Com um pai músico e uma mãe escritora foi natural que eu crescesse achando que a arte fazia parte da vida de todo mundo. Na escola, eu fazia atividades extracurriculares relacionadas à música, poesia e teatro. Mais tarde, quando fui para a faculdade, consegui uma bolsa integral para a Juilliard – uma das mais conceituadas escolas de música e artes cênicas do país -, mas acabei ficando pouco mais de um ano lá. Em minha opinião, as pessoas eram insuportavelmente esnobes e a música para eles era limitada a técnica, técnica, técnica, ensaios e muito suor. E não era nada disso que eu queria.

Foi logo depois de largar a faculdade que acabei deixando a casa de tia Helen.

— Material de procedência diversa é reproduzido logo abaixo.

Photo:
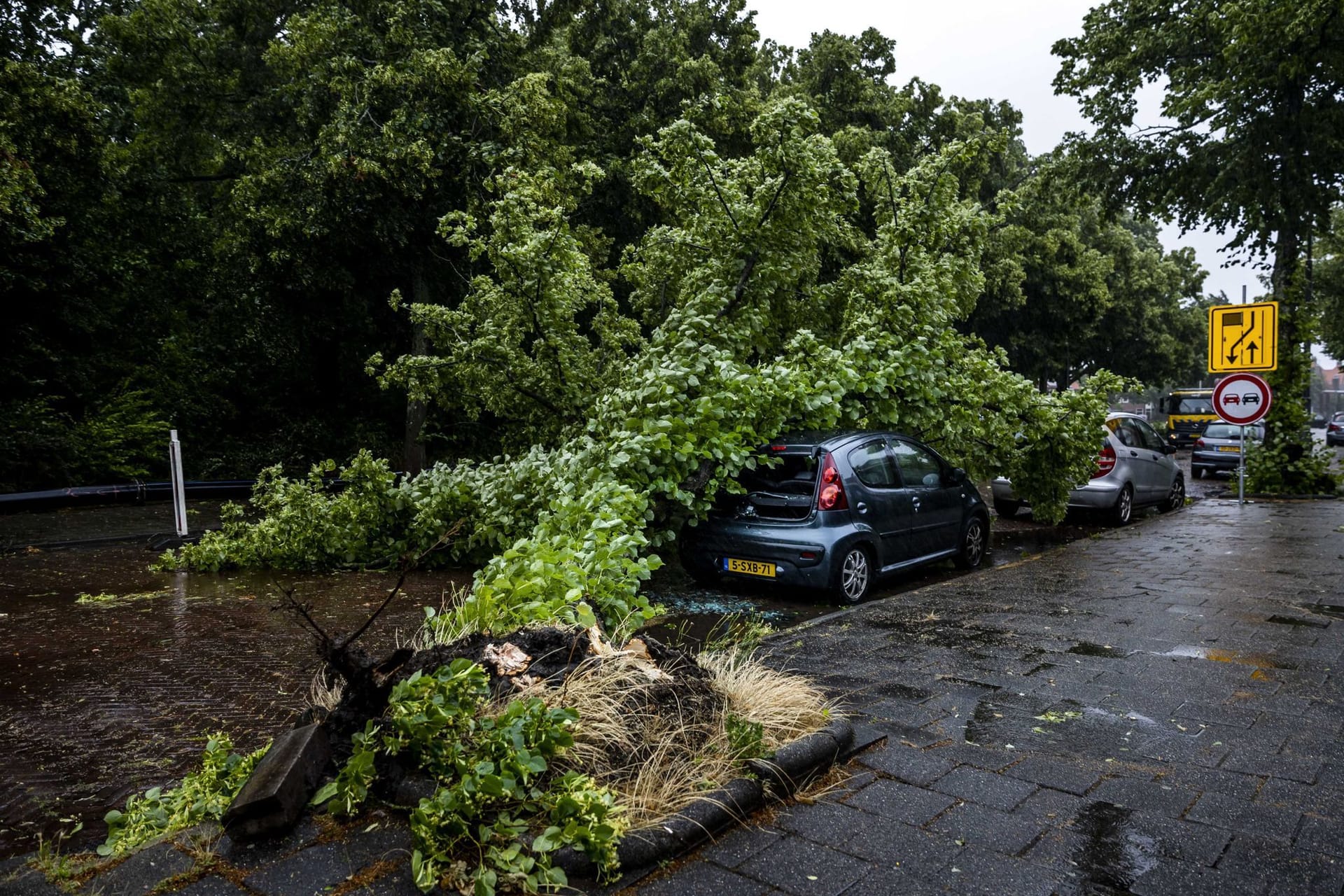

Não era justo que ela ou meus pais continuassem me bancando quando eu já estava seguindo meu próprio caminho. Eu queria poder fazer minhas escolhas sem me preocupar se agradaria ou não as outras pessoas.  E minha mãe entendia muito bem meus motivos.

Ela era de Louisiana, mas mudou-se para Paris em 1978, sozinha, aos vinte e dois anos. Hoje isso não seria novidade para ninguém, mas minha mãe era ativista e feminista, o que naquela época poderia arruinar o futuro de uma moça de boa família. Esse “escândalo” só foi superado pelo casamento de meus pais. Meu avô e minha avó maternos eram de uma família tradicionalmente sulina e aristocrática. Logo, eles foram contra, quando sua filha mais velha resolveu se casar com um professor de música, viúvo, que tinha um filho pequeno, que no caso, era meu pai. Mesmo assim, ela mudou-se para o Oregon e realizou seus sonhos de ser escritora e viver um grande amor.

Eu pensava que era por isso que mamãe apoiava minha própria aventura em busca de meu sonho. De certa forma ela revivia sua história em mim. Mesmo quando as coisas ficaram difíceis era ela quem me lembrava do porquê de eu continuar tentando. Por isso eu estava tão feliz com sua visita. Era uma oportunidade de eu poder contá-la o que estava acontecendo, de fato, e pedir seu conselho.

Mas, fora isso, não éramos muito parecidas. Eu não herdara seus grandes olhos azuis bem delineados, nem seu corpo esguio de quadril estreito. Talvez nossa única semelhança física fosse o cabelo castanho, liso e com franja – o dela mais curto do que o meu. Quanto ao temperamento, acho que todas as mulheres de nossa família se pareciam um pouco. Éramos capazes de explodir feito uma tempestade de verão, a qualquer momento, e nos acalmarmos com a mesma rapidez. Não era uma característica que me agradava ou me orgulhava, mas era quem nós éramos.

- Como você emagreceu! – foram as primeiras palavras dela ao me abraçar. – Tem se alimentado direito? E você cortou o cabelo? Preferia mais comprido.

- Estou bem mãe. – assegurei. – Só com saudades. – saudades de seus comentários rápidos e pretensiosos.

- Eu também. – ela me abraçou mais uma vez, brevemente, mas com intensidade.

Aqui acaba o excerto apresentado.